Exercise 1
Importing and Reading Data
import pandas as pd
path_to_data = 'gapminder.tsv'
data = pd.read_csv(path_to_data, sep = '\t')
1
Get a list of all the years in this data, without any duplicates. How many unique values are there, and what are they?
unique_years = data['year'].unique().tolist()

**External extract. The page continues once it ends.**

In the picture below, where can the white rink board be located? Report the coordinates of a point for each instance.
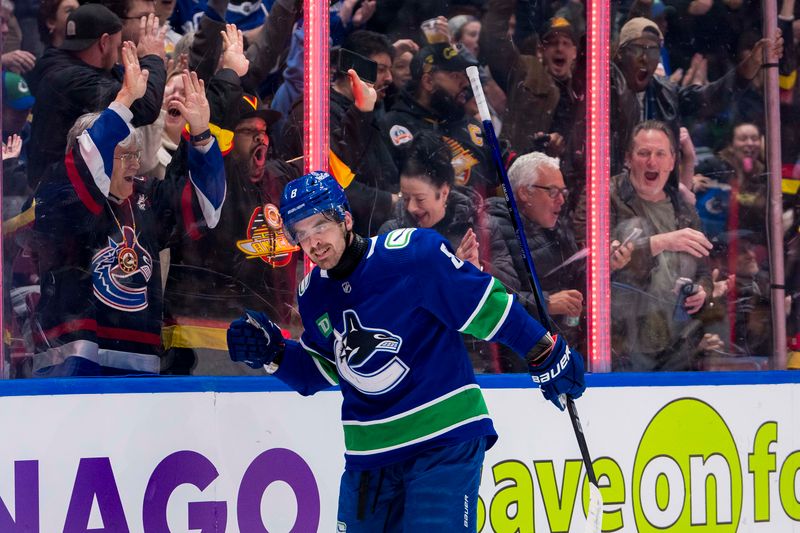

number_of_years = len(unique_years)
There are 12 unique years in the dataset: 1952, 1957, 1962, 1967, 1972, 1977, 1982, 1987, 1992, 1997, 2002, 2007
2
What is the largest value for population (pop) in this data? When and where did this occur?
max_pop = data['pop'].max()
max_pop_idx = data['pop'].idxmax()
data.loc[max_pop_idx]
The largest population value is 1,318,683,096, which occured in China in 2007.
3
Extract all the records for Europe. In 1952, which country had the smallest population, and what was the population in 2007?
data_europe = data[data['continent'] == 'Europe']
europe_pop_1952 = data_europe[(data_europe['year'] == data_europe['year'].min())]
min_pop_idx = data_europe['pop'].idxmin()
iceland_pop_2007 = data[(data['country']=='Iceland') & (data['year'] == data['year'].max())]
In 1952, the European country with the smallest population was Iceland. In 2007, Iceland had a population of 301,931.